Series I Savings Bonds -- informally known as "I bonds" to many Americans -- are an inflation-protected form of savings bonds you can purchase directly from the United States Treasury.

Right now, I bonds are paying a record-high 9.62% annual interest rate due to high inflation, but it is going to reset at the end of October for newly purchased I bonds. The good news is that if you act quickly, you can still lock in this interest rate for the next six months.

With that in mind, here's what you need to know about the I bond interest rate and where it could be heading next, the pros and cons of owning I bonds, and how to make sure you lock in your 9.62% interest rate before it resets.

Person counting a stack of 50-dollar bills.
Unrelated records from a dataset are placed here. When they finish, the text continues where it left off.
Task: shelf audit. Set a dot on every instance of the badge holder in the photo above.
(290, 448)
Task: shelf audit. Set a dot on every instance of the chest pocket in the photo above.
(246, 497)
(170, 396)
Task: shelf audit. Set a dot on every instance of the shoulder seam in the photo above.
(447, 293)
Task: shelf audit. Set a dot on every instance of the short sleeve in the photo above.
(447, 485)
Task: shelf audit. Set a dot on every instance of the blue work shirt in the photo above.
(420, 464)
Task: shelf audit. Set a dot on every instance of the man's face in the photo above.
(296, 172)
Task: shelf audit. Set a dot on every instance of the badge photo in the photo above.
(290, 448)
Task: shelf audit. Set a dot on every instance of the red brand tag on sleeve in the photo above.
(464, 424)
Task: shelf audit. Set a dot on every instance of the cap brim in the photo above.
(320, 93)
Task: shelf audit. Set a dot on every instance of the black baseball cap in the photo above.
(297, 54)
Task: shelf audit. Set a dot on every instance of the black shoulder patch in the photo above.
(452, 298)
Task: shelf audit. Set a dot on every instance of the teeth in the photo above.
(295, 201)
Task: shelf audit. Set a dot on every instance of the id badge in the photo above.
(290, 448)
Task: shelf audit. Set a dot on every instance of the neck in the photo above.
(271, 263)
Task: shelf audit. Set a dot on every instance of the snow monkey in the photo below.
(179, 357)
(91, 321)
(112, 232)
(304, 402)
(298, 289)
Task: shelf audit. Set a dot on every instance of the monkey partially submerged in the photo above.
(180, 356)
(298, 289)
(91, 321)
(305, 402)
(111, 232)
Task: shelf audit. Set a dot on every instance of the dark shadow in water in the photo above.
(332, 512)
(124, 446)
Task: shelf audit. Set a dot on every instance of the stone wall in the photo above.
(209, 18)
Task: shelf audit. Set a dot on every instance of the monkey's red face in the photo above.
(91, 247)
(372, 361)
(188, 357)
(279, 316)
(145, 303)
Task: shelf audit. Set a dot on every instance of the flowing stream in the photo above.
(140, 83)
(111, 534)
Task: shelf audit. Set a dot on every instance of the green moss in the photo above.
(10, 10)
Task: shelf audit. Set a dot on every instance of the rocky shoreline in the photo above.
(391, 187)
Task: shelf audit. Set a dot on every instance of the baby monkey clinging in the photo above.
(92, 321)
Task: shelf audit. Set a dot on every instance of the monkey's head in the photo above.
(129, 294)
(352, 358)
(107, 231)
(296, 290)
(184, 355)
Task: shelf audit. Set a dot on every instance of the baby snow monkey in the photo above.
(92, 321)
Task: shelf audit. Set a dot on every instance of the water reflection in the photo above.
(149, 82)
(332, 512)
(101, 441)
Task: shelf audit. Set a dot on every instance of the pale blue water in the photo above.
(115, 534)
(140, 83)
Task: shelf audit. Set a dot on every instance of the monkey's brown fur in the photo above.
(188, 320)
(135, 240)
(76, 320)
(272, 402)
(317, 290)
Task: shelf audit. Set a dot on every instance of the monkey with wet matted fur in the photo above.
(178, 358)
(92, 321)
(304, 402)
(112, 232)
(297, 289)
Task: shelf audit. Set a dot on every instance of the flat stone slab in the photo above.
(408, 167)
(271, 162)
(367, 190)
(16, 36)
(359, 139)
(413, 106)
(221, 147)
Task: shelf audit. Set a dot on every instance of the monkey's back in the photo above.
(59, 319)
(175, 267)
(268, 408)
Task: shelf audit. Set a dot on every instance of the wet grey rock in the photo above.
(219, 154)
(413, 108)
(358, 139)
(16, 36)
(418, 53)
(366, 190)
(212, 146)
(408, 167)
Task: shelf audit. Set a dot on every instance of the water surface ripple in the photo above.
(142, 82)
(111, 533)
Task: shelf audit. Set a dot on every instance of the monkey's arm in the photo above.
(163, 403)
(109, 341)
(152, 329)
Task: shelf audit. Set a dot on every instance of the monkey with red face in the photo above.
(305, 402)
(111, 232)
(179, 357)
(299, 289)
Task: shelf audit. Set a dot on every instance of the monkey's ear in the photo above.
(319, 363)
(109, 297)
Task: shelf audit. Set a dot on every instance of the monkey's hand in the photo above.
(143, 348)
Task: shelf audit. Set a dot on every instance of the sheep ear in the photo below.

Image source: Getty Images.

What are I bonds?

I bonds are inflation-protected savings bonds issued by the United States government. Unlike other types of savings bonds, these pay an interest rate that consists of two parts. There's a fixed interest rate (currently at 0%), and an inflation adjustment (currently 9.62%).

Every six months, the U.S. Treasury Department announces the new interest rates that apply to I bonds. This happens in May and November, although the inflation-based portion can be accurately estimated by recent inflation data that we already have.

How I bond interest rates work

When the Treasury announces a new interest rate, it doesn't mean that all existing I bonds immediately reset to that rate.

Instead, the current I bond interest rate applies to new purchases for the first six months. So, even though the 9.62% rate applies from May through October 2022, any I bonds purchased before the end of October get to lock in the 9.62% interest rate for six full months. After the first six months, the rate will change to the then-current interest rate for the next six months, and so on.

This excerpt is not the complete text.